Investment Case Update: May 12, 2025
Market Capitalization: $6.7B
Enterprise Value: $8.4B
Price: $118.85 (5/12/25)
What the Company Does
CROX makes and sells Crocs and HEYDUDE shoes in over 85 countries. With over $4B in sales and 127 million pairs sold in 2024, Crocs is among the globe’s top ten non-athletic footwear brands. Approximately 2/3rds of sales are in North America, with wholesale and direct-to-consumer channels each comprising about half of sales.
Why We Own It
With two big brands in a large addressable market (~$160B in casual footwear globally), CROX is a high-quality staple business trading closer to the valuation of a leveraged cyclical business. Since its launch as a public company in 2006, its products have been deemed a “fad” though have proven to be anything but, as shares have risen more than tenfold from $10 at IPO, while sales have grown at a ~25% compound annual growth rate since 2018. Despite its high profitability with best-in-class operating margins (~25%) and returns on equity exceeding 57% in each of the past five years, the stock still gets no respect, trading at a single-digit multiple on earnings, free cash flow and operating profits. Not only do we believe intrinsic value is materially higher today than the current price, we also believe that management will continue to innovate and find value-accretive ways to grow the business, just as CROX has done for the past two decades. The equity market’s primary investor concern today is that CROX overpaid for HEYDUDE, though debt markets do not seem to share that view. Management has been transparent about eliminating non-strategic wholesale accounts for HEYDUDE, which has put a damper on the brand’s recent growth trajectory, and revamped brand leadership is making strategic investments to grow brand awareness, especially within the virtually untapped female demographic, instilling confidence that HEYDUDE will stabilize and eventually build upon peak sales of nearly $1B (+20% from FY24 sales).

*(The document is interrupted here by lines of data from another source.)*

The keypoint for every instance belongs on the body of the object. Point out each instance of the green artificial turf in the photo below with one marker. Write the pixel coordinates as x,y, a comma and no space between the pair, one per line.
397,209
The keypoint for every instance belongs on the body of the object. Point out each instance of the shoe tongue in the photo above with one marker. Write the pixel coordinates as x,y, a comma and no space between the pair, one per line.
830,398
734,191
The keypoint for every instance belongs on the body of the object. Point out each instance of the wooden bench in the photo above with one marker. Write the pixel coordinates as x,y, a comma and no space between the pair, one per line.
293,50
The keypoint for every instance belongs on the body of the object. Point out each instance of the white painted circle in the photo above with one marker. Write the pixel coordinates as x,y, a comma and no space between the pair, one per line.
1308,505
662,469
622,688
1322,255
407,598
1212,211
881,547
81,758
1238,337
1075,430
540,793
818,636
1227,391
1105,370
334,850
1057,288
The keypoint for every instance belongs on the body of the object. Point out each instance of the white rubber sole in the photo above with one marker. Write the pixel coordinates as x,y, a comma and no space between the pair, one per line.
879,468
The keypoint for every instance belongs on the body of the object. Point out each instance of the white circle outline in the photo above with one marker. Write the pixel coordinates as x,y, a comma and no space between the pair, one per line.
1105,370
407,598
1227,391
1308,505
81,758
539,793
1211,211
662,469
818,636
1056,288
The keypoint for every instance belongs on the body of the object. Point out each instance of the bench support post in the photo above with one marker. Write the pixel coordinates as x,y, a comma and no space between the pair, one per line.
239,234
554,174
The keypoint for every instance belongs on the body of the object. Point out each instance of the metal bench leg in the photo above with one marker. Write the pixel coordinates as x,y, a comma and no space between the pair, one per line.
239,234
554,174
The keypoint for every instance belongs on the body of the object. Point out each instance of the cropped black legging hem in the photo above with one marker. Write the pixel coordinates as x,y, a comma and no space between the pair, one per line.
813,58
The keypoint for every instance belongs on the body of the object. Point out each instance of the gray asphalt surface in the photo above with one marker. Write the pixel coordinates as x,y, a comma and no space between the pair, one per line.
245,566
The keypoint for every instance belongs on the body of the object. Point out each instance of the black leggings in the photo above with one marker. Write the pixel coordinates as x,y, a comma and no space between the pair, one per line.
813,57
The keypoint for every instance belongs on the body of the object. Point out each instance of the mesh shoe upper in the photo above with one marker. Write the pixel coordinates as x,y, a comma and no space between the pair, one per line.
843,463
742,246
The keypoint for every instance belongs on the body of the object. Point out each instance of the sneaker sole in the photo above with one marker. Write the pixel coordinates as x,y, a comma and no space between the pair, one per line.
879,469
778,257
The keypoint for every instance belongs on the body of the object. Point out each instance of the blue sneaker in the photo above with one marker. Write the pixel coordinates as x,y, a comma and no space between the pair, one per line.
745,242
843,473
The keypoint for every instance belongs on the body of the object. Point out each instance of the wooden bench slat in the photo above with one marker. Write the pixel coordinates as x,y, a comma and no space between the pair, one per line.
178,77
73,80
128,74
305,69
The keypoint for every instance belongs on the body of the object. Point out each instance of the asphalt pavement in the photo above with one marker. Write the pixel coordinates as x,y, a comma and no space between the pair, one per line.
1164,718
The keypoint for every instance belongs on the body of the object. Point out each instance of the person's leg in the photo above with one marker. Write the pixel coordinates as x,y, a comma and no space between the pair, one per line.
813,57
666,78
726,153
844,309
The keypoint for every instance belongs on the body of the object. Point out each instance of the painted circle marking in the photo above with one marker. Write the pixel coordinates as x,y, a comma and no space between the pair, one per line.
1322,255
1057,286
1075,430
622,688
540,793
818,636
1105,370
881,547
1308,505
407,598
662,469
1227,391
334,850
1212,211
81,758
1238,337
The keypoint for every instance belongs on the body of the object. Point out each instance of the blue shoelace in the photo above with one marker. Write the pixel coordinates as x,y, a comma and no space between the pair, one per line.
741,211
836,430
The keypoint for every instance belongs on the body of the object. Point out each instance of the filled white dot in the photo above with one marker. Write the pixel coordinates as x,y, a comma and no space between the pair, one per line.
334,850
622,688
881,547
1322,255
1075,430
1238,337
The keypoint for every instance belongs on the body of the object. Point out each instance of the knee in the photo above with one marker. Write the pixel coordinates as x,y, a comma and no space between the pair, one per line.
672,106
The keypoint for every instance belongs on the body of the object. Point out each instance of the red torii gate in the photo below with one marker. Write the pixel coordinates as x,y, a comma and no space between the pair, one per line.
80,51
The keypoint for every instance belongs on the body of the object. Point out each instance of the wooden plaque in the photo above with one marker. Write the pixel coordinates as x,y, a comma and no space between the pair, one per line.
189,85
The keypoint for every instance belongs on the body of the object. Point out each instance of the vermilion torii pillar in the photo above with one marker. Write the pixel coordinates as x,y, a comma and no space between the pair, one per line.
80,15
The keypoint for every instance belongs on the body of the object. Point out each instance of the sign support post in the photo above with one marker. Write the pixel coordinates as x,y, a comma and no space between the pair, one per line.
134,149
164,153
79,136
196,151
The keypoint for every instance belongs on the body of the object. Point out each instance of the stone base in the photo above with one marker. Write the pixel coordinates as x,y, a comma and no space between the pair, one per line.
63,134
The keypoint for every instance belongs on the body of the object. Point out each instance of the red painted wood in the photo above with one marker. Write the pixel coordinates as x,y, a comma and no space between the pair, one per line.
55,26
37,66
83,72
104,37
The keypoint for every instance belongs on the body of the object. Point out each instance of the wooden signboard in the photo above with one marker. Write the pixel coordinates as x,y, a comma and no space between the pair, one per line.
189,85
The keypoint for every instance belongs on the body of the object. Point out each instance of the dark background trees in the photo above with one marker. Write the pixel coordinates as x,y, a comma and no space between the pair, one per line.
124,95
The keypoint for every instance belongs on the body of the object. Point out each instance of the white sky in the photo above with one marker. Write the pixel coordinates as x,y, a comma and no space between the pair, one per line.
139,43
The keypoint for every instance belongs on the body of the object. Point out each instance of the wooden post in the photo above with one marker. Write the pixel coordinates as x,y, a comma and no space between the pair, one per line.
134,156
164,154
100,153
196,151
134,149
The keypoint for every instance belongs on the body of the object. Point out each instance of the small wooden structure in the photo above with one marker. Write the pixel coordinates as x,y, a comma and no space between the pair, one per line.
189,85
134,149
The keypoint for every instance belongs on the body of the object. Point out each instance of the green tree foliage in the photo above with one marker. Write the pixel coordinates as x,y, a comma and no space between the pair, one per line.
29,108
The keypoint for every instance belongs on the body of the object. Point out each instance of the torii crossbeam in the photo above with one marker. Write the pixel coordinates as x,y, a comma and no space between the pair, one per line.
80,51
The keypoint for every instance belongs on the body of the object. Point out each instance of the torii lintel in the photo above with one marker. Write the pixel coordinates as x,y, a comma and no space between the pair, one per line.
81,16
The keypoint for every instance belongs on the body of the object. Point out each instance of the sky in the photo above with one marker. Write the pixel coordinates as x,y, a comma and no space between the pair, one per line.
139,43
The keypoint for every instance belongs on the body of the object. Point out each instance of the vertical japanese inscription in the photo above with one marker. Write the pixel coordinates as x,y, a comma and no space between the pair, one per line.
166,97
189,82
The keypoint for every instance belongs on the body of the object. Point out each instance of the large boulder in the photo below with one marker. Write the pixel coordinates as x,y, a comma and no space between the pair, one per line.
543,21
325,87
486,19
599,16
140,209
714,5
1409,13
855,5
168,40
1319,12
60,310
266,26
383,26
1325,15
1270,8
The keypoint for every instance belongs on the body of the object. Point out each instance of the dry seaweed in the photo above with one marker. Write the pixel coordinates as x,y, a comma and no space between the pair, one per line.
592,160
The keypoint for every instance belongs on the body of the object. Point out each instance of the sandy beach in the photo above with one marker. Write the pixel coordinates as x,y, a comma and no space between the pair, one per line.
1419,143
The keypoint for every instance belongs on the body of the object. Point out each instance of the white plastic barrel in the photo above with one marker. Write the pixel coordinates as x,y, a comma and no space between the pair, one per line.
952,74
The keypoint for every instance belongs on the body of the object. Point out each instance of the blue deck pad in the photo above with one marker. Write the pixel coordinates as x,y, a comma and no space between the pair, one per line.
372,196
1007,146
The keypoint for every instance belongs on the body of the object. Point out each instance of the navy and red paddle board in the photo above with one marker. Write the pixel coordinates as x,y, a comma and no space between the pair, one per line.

How Management Allocates Capital
Management has three priorities – 1) Grow the brands, 2) Repay debt, 3) Repurchase shares. Net leverage is within management’s target range of 1.0x – 1.5x EBITDA, leaving ample room to deploy cash flows toward growth and share repurchase, which we believe is an especially attractive use of funds at the current valuation. Management seems to share that sentiment, as CROX bought back $551MM worth of shares in 2024 and then boosted its buyback authorization by another $1B, bringing total current authorization to $1.3B (~21% of market cap).